The Martinez Brothers, an American DJ duo, are two of the most recognizable global stars in house, techno, and club culture. Introduced to disco and house by their father from a young age, they come from the roots of New York’s legacy club, The Paradise Garage. While producing a plethora of music, they also run their own music label, Cuttin’ Headz and Tuskegee with Seth Troxler. Since first hitting the road at ages 15 and 17, they have gone on to sell out some of the world’s largest venues, performing regularly in hotspots like Ibiza–quickly rising to become leaders within dance music’s new guard.
I see you already had quite the musical background at an early age. What was the definitive moment that made you interested in DJing?
Well it was really just out of curiosity, like fooling around with the computer. We weren’t really taking it seriously – just something to do beside playing ball. And then it got to the point where we really got into it, so we asked pops to get us a little set.
I know your father introduced you to House. Were you hanging out with anybody else or in any environment where there was a lot of this type of music?
Besides my house, not really. We started meeting other people later. But for the first two years that I was starting to DJ and stuff we didn’t really even know anybody. We were just in the crib – you know, playing, buying CDs, just learning.
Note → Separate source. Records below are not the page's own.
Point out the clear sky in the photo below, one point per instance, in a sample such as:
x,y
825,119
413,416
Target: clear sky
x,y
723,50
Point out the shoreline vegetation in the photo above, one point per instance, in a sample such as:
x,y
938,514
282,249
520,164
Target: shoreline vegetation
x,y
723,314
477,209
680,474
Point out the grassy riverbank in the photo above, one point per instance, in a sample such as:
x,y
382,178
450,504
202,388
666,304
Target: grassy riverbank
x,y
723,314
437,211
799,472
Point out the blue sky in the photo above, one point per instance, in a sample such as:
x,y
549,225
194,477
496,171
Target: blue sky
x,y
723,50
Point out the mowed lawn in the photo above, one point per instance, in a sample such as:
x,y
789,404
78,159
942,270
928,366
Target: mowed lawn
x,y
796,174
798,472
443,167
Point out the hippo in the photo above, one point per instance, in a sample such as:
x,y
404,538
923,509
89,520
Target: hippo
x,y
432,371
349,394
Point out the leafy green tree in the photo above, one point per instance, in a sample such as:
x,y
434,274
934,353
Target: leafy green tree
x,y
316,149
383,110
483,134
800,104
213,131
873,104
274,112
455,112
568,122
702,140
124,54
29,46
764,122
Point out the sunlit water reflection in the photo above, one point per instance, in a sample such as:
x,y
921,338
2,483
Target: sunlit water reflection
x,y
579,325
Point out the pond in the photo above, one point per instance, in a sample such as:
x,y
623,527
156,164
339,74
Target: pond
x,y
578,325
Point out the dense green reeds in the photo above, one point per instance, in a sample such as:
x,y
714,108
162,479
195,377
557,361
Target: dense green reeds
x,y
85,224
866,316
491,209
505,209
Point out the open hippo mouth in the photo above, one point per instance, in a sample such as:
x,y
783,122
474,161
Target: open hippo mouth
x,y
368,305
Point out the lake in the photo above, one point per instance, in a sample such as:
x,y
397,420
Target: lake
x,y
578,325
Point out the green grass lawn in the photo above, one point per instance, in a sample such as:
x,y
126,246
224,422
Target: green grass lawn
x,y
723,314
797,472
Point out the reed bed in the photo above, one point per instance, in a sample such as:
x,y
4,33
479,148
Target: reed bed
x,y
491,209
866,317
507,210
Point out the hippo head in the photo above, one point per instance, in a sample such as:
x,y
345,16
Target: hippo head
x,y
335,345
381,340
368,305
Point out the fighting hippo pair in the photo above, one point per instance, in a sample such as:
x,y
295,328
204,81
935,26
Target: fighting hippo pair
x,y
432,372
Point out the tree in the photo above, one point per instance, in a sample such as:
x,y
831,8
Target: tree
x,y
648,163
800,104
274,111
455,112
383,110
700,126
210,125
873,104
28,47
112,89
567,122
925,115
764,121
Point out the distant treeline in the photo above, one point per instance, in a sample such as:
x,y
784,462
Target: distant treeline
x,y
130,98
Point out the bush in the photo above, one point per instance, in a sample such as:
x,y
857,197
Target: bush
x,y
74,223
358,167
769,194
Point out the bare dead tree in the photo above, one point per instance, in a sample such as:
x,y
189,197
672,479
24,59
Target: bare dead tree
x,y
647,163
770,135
That’s crazy to be able to be so into that music and yet be isolated from the community that fosters it.
Well the thing with us is that we were always into all types of music. So we were always listening to Jazz, Salsa… Even when we got into Jazz stuff – obviously there weren’t a lot of people in our school that were into Jazz. When we got into House, it was the same thing. It was just more music that not many people were into.
How often were you guys practicing before you started making mixes?
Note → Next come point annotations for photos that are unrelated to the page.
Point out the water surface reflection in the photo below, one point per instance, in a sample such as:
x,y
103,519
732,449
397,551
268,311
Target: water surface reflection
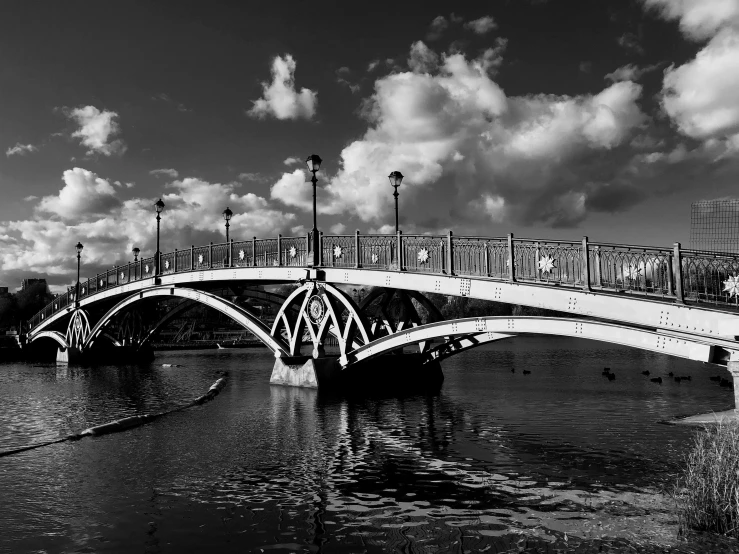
x,y
560,459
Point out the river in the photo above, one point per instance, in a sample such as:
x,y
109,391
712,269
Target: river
x,y
561,459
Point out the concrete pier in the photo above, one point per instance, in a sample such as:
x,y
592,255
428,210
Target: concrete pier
x,y
733,368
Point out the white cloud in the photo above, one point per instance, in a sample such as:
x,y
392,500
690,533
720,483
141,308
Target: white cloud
x,y
280,99
20,149
461,141
87,209
292,189
83,196
699,19
701,96
253,177
96,129
482,25
168,172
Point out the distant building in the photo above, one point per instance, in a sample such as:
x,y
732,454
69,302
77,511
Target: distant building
x,y
25,283
714,225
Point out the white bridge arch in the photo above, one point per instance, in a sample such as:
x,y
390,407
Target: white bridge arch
x,y
237,313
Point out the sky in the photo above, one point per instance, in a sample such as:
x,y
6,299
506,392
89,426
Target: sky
x,y
545,118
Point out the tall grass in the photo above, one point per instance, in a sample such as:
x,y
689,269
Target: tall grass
x,y
707,490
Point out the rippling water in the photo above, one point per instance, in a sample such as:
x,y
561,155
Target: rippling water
x,y
561,459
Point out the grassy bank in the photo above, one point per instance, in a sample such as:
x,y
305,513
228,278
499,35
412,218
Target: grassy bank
x,y
707,490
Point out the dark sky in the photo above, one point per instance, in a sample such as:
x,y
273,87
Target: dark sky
x,y
556,118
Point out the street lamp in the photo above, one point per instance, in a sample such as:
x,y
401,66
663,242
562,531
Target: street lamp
x,y
314,164
227,215
159,206
396,177
79,248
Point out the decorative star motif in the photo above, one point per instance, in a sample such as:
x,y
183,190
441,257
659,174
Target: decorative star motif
x,y
547,264
731,286
632,272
Hours a day, man. Hours, hours and hours. Like I’d come home from school at 3 o’clock and play till 10 o’clock. Eat dinner, go back, do my homework, go back. And even today, after I talk to you I’m going to play!
Some people who have put this event together in the past have been Carl Cox, Victor Calderone and, as you mentioned, Loco Dice. Have any of them had any contact with you as to how to approach the event? How to pace yourself?
These guys have taught us so much without even knowing it. We’ve been following Loco Dice since forever. He can tell you, when we were younger we’d be the two kids behind him just watching everything. They have all been teachers to us and we’ve learned so much about everything, taking it all in always.
You guys are also known for playing percussion and drums, bringing an organic sound into the process…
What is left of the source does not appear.